Tag Archives: Adultery: A note

Brian Doyle: Man of the Hour

20 Sep

In the rear view mirror I sometimes wonder if my enthusiasms get the best of me. For instance, this year among the writers and books I have energetically championed are Brian Doyle’s novel Mink River (Oregon University Press) and his story collection Bin Laden’s Bald Spot(Red Hen Press). I added Mink River to my preemptive list of 2011’s Best Books and his story collection to what The Daily Beast entitled “Best Debuts of the Fall

Under the rubric One-can’t-do-enough-for-the-insufficiently-acknowledged, here’s a previously unpublished little bon-bon courtesy of Mr. Doyle. I am, at this moment, still a believer:

Adultery: a Note

This whole adultery thing sounded interesting, so I went down to the adultery store to browse around, just looking, you know how you are just mumbling along gazing at the shelves while humming something that might be from South Pacific, how did that get in your head, and a surly creature with unfortunate sideburns always mutters can I help you? in that exasperated tone not because he wants to help you but because the manager who looks like a dentist on acid is lurking, and you say politely no thanks just looking but what you really want to say is my god your head looks a badger!, or pull up your pants, I can see your badgers! but you don’t say that? Well, I did say that, because his head looked exactly like a badger, and his pants were covering nothing but his ankle-bones, so there was a kerfluffle, a word I have always wanted to use at the end of a paragraph, and here it is!
The great moral problem with adultery, of course, is decent parking. Do you have to take shuttle buses? Because that never works out, no matter what system you employ, bullhorns or color-coded lines with their fluttering tags, or special stamped passes, because without fail someone’s car gets trapped in the church parking lot, and if you have never negotiated egress with a deacon, then the terrorists have won.
Another problem with adultery is dietary restrictions, which can be immensely complex if a rabbi is not present. With summer adultery, for example, is a dense red wine acceptable? Very rarely will it be the case where you can look up from the seething pit of sinfulness and say, Rabbi, a gewürztraminer here, what do you think? and he says, in that pedantic voice we know too well, the voice he uses sometimes when he is thinking of hockey, or chorus girls, you know, the voice with the droning timbre in it like someone we know has been smoking dried bumblebees all morning instead of applying himself to his supposedly pressing studies, What, with rabbit in port wine sauce, are you mad? And then off he goes again about hockey being the greatest sport of all, which is just silly, but who can argue with him when he’s riding that horse, you know what I mean?

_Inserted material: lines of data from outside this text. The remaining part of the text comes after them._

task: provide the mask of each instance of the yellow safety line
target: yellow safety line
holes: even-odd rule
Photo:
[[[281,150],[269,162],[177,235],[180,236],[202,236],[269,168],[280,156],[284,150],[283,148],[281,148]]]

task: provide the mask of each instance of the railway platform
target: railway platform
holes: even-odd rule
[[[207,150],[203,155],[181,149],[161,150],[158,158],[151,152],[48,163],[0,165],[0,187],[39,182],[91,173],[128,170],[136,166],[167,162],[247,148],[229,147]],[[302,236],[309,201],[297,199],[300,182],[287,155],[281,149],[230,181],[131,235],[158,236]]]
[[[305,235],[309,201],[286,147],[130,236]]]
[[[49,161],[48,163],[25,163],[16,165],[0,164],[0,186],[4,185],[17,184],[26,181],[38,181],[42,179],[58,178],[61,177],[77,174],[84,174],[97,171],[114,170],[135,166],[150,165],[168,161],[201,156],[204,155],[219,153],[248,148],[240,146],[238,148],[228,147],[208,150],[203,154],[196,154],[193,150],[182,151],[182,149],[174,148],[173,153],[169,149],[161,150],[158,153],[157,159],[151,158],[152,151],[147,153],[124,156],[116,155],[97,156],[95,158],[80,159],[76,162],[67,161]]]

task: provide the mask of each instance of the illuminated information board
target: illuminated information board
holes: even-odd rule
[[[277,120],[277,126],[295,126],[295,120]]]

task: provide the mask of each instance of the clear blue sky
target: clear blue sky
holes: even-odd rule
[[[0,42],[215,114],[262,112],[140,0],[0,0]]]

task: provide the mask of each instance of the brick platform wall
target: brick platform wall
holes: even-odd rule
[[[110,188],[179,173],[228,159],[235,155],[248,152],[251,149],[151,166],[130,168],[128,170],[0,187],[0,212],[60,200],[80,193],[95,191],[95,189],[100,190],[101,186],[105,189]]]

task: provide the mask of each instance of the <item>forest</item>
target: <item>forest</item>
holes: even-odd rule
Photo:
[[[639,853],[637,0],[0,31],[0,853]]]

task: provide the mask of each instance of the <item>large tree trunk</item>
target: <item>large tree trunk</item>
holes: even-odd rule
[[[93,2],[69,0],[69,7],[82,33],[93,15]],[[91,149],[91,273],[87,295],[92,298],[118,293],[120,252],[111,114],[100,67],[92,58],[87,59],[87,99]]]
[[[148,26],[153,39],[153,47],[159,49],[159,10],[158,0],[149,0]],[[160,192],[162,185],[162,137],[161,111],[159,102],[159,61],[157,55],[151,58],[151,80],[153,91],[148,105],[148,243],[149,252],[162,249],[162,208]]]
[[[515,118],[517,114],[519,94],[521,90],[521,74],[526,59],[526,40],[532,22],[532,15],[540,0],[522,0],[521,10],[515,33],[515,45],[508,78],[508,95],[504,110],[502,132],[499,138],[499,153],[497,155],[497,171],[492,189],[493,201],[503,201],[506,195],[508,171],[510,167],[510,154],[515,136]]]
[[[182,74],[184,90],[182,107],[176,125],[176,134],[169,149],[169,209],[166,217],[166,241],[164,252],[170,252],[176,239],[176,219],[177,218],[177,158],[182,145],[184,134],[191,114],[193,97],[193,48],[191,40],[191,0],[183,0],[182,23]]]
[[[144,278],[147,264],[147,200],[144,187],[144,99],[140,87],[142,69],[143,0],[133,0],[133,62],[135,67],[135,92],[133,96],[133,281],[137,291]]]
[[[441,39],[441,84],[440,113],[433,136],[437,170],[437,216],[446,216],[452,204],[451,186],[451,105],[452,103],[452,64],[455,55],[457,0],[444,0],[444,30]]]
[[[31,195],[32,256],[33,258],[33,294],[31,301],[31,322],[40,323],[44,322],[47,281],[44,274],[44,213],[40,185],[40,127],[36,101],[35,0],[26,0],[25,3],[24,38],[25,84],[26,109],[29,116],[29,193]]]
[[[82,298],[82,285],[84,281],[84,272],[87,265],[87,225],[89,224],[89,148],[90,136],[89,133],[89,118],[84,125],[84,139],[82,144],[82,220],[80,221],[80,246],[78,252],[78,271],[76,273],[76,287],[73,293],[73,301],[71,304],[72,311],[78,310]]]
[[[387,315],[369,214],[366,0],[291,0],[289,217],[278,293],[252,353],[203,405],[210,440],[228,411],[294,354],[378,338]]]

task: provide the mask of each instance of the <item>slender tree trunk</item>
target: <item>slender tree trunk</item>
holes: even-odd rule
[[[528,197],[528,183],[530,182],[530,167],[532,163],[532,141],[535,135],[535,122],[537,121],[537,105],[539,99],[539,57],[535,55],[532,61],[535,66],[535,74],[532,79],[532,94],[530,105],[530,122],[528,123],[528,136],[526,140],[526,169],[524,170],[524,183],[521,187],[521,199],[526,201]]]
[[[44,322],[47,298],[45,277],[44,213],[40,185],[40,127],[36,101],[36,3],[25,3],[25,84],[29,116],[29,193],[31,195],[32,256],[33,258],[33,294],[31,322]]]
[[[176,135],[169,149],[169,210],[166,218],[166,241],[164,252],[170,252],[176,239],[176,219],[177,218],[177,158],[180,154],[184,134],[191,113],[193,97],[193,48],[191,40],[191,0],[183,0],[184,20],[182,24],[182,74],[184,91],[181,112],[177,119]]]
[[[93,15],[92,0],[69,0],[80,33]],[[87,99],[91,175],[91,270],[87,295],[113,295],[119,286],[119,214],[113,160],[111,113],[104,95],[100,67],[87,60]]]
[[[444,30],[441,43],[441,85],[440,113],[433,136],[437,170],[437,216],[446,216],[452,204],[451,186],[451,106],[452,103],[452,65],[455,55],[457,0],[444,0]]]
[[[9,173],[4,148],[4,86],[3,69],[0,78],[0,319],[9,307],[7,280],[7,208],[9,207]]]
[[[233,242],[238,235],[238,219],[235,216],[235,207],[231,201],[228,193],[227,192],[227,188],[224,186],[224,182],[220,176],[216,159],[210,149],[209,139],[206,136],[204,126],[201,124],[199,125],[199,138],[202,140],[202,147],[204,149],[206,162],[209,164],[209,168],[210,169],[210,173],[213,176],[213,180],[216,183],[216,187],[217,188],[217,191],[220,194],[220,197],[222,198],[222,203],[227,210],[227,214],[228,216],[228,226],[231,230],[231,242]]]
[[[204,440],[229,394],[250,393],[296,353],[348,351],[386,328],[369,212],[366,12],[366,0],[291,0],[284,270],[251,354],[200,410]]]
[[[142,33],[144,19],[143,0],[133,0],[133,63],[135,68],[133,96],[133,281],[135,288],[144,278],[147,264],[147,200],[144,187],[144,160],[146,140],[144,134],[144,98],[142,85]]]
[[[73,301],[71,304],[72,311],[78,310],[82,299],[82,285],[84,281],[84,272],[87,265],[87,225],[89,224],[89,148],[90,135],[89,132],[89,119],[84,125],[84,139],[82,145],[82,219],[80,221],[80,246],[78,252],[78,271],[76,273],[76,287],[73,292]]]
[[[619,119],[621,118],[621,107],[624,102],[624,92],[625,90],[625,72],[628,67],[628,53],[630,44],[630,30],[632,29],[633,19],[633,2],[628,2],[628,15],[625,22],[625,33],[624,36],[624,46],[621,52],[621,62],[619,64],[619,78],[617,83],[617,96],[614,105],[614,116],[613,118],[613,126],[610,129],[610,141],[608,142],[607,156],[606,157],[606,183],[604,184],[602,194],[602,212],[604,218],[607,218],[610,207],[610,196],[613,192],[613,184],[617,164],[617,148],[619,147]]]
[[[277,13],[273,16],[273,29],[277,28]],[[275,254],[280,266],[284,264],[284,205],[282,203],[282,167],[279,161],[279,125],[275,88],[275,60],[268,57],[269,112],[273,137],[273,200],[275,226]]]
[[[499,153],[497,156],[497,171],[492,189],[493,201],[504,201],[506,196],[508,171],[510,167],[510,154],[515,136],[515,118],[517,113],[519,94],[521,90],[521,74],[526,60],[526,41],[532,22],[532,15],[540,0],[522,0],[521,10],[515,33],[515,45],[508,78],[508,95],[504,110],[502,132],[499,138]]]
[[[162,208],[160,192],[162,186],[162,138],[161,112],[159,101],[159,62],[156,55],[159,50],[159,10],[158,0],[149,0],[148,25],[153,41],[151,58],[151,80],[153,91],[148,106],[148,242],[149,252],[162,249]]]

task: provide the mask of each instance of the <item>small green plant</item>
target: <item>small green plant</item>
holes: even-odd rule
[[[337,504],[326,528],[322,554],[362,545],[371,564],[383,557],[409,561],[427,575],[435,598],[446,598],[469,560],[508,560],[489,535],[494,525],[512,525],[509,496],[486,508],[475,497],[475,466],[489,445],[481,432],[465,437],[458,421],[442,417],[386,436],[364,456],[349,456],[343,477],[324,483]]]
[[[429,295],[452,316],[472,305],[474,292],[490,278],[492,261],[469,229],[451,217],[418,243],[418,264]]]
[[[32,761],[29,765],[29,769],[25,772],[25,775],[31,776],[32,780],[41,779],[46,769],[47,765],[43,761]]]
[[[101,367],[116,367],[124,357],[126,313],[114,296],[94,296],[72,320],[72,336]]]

More wine with your horse?
In conclusion, we have failed as a culture if we do not take a long cold look at adultery, and wonder who invented such a word. Those of us with a scholarly cast of mind cannot help but consider other possibilities, such as if two cheeses had an affair, is that cheesery? Or if a female Republican, say one running for office in South Carolina, fails to resist the siren of temptation, and falls into cheesery with another elected official, say a Hispanic one in South Carolina, is that chicanery? And what wine would go with that?
I would very much like to close this brief essay with a last note about parking, and a quick insulting remark about suburban sports arenas, there’s an idea that didn’t pan out, did it? but we keep coming back inevitably to the rabbi, and all I can say about this is that you should listen with respect, and then make your own informed decision. The key is an informed conscience; in matters of such cultural import – for the truth is that our behavior individually does shape the future of our culture, except in Massachusetts – you must handle each aspect of the issue like an avocado, gently copping a feel while pretending that you are not thinking about what you and I know you are thinking about, and then asking yourself honestly, how could someone possibly say hockey is the greatest sport? Don’t you need teeth to be a great sport? More wine with your horse?